さて、私の出会った〈会堂〉の極め付けは、旅の終盤に訪れたスカスマンの工房であった(※スカスマンについては遠藤雄氏のコラムP.61を参照)。ワヤン・クリッの現代的演出、芸能としての革新の在り方を模索したワヤン・ウクールの創始者、故スカスマンの痕跡は工房のいたるところに残されていた。どの痕跡からも彼の「ワヤンに対する深い愛」を感じることができた。例えば、壁一面に白いチョークで書きつけられた創作メモ。やりたいこと、アイデア、新たなプランが湯水のように湧いていたのだろうか。昼も夜も、ワヤンのことだけを考えていたに違いない。筆圧の高いチョークの文字は、彼亡きあともその情熱を今に伝えているように感じられた。大きな紙に描かれた革人形の下絵、壁に掲げられた自作のワヤンのレリーフからは、ワヤンのキャラクターに対する愛情が滲み出ていた。なんといっても線が美しい。どの線も流れるように軽やかでありながら、力強く、一分の迷いも見られない。一ミリのズレも許さない、確信と自信にあふれた線だ。すみずみまで神経が行き届いていて、それはまるで、まだ見ぬワヤンのキャラクターの〈魂〉というものがすでにあって、それをスカスマンがあの美しい線によって形を与え、この世に出現させたのではないだろうか、などと、いささかキザな言い回しもしてみたくなるほど、生き生きしていた。この〈純粋な愛〉があればこそ、彼のまわりには、多くのアーティストが集い、ワヤン・ウクールは、芸術運動体として機能していたのだろうと思う。生前のスカスマンに接することも、ワヤン・ウクールを生で見ることも叶わなかったのが返す返すも残念でならない。けれど、スカスマンは、作品のみを作ったのではなく、人も育てた。現在、第一線で活躍しているダランの中には、若い頃、彼と創作を共にし、その中で影響を受けた人も少なくないという。スカスマンは種を蒔いた。上演作品は滅しても、彼の遺伝子を分有したアーティストは生き続けているのだ。なんと尊い会堂だろう。

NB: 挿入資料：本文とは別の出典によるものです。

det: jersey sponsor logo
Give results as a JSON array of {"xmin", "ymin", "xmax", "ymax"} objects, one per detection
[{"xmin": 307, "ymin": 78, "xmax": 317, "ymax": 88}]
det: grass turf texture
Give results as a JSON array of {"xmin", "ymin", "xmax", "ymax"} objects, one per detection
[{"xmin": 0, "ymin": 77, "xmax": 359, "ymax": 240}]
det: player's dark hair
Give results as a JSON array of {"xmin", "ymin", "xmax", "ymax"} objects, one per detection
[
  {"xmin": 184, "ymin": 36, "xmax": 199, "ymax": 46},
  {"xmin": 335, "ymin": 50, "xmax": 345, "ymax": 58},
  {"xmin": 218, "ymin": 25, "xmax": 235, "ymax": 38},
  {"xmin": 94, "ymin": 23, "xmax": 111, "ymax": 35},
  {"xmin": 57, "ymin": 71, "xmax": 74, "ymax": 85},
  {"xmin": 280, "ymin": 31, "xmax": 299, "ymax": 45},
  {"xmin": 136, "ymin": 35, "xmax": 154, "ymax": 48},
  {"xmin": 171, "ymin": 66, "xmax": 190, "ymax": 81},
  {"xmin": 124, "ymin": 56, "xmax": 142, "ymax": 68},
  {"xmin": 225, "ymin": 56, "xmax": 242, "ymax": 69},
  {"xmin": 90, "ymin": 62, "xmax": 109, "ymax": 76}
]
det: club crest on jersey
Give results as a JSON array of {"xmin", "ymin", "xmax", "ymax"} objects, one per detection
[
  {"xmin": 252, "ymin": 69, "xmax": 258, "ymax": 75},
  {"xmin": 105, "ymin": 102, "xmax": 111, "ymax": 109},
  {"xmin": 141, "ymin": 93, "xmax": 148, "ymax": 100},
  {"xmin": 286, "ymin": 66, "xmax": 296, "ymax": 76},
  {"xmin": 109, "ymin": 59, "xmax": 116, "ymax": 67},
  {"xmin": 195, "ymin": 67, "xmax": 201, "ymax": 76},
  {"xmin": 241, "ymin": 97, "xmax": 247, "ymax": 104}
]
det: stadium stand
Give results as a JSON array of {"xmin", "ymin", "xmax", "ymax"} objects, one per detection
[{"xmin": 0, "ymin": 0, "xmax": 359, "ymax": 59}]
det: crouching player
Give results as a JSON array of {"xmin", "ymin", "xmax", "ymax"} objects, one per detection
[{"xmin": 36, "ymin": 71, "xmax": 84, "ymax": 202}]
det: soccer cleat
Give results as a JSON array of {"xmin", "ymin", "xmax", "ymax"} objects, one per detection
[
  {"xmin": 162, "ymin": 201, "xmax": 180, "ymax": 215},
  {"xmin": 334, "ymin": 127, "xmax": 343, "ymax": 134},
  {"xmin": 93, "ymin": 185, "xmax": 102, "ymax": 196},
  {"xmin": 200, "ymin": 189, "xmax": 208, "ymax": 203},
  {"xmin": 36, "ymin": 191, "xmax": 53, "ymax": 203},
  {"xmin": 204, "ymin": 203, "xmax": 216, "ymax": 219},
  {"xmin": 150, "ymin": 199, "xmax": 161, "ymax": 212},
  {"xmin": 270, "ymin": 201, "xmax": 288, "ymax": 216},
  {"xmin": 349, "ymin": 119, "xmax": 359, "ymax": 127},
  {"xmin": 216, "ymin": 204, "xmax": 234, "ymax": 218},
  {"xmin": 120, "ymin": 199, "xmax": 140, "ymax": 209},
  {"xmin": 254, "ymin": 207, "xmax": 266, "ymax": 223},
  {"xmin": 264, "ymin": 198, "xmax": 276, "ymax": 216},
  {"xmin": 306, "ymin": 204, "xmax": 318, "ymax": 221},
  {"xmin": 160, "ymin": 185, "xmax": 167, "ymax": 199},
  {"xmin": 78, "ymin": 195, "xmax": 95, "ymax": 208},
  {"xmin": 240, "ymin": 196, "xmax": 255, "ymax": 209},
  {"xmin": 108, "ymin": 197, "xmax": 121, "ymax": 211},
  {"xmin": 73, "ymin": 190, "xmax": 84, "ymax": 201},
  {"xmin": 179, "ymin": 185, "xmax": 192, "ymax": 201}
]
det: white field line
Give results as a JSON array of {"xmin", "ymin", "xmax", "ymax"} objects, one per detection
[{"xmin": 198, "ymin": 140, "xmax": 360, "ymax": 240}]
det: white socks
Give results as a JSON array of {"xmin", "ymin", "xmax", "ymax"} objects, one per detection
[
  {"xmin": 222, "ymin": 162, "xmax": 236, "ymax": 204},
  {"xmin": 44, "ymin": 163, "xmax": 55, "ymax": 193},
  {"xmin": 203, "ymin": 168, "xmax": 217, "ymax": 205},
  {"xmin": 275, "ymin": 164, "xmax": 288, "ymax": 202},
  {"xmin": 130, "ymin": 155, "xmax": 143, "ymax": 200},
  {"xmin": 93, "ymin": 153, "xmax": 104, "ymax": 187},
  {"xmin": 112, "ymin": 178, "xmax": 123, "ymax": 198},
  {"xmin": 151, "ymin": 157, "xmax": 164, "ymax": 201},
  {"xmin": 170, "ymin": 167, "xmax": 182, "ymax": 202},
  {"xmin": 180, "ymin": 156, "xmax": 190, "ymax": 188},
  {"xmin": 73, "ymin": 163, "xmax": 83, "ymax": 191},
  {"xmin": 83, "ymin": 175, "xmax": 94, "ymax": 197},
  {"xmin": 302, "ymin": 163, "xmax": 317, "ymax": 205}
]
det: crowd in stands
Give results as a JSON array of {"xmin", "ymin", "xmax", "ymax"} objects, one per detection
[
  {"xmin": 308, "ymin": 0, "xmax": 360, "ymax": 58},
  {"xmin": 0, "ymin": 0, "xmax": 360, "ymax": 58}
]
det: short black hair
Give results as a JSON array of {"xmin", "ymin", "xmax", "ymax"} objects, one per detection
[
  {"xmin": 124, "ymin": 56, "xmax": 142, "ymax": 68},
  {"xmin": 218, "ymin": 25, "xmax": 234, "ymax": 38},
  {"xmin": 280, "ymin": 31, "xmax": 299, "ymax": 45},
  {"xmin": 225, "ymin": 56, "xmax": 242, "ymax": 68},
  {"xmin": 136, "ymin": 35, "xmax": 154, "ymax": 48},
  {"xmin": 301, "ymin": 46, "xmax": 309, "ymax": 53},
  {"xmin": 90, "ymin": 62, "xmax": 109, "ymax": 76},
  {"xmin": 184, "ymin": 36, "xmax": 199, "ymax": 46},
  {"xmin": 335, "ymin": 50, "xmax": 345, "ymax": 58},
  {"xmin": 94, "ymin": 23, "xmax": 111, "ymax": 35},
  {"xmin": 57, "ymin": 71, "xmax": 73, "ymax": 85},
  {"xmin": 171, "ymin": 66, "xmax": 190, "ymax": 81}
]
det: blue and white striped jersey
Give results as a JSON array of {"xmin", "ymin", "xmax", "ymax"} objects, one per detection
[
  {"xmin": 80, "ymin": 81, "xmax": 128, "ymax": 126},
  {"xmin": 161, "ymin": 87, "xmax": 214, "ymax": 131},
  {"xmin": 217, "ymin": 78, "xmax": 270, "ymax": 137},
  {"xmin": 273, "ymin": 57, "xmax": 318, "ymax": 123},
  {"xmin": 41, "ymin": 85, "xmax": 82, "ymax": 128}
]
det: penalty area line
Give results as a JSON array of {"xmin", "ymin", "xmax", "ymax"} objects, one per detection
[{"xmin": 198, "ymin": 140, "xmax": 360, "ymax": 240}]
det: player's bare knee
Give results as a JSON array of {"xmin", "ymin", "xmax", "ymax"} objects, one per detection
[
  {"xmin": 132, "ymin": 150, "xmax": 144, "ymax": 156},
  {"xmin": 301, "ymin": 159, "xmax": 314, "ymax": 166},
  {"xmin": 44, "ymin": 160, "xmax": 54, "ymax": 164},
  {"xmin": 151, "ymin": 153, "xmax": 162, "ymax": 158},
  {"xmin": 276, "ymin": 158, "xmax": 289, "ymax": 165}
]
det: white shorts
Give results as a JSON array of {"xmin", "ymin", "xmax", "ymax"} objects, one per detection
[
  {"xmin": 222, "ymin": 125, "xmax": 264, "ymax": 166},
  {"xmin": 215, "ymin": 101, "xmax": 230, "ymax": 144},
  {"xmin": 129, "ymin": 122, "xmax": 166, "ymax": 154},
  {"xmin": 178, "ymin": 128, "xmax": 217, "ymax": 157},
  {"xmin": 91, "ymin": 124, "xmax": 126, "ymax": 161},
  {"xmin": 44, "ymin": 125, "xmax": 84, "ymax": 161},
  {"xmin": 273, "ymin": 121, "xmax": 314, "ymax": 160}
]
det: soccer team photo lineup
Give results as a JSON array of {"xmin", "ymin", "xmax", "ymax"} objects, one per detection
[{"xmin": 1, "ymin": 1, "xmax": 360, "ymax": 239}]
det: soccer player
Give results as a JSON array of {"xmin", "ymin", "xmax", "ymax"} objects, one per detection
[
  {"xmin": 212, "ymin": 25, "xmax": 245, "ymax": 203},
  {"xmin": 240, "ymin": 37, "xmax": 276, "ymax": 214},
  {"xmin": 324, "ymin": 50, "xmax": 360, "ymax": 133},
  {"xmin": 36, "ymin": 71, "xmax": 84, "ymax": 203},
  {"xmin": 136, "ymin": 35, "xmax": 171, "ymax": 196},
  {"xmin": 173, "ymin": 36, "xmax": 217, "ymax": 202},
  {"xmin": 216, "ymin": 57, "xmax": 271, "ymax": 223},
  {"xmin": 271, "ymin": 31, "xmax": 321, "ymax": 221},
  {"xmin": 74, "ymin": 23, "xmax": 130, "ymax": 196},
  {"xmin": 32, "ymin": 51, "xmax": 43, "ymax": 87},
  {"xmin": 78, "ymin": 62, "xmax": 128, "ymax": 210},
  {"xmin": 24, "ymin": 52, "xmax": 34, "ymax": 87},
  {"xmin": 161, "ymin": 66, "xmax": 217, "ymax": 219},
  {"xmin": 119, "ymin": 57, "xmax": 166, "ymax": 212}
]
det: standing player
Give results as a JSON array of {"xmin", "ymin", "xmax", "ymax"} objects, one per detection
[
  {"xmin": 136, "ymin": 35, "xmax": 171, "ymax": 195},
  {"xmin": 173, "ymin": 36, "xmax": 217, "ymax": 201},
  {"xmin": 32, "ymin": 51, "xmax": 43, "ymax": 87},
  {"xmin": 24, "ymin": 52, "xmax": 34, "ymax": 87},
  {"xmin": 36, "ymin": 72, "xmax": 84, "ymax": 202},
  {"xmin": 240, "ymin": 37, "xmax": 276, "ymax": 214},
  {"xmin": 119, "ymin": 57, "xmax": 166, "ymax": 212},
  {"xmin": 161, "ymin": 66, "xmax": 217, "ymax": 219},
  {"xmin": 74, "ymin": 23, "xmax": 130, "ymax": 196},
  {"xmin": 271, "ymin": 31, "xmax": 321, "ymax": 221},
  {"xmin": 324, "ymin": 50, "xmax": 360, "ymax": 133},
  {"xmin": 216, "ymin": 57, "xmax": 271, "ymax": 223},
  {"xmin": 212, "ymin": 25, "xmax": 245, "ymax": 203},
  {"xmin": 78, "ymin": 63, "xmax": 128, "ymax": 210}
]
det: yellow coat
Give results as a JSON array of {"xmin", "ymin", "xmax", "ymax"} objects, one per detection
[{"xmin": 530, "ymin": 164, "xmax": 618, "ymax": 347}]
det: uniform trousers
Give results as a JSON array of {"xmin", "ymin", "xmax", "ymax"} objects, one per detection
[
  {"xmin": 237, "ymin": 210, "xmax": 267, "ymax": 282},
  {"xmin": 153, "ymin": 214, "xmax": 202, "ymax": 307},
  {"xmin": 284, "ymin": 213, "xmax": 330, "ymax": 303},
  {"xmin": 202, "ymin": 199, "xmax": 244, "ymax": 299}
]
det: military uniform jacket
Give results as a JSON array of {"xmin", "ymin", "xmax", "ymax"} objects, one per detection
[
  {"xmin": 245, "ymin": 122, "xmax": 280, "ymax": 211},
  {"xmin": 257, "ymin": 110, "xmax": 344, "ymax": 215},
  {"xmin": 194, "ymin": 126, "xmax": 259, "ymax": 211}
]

ワヤンに対する〈純度の高い愛情〉、伝統と現代の融合を試みた〈ボーダレスな作品〉、伝統芸能家にもそうでない人にも〈開かれた創作〉、そして〈未来を育むための人材輩出〉──。これを「愛の会堂」と呼ばずして、なんと呼ぼうか。
何度、生まれ変わっても構わない。このような〈会堂〉が創れたら、どんなにいいだろう。と、夕陽が差し込み、人が動くたびに舞い散る埃がキラキラと輝くスカスマンの工房の片隅に座りながら、そう思った。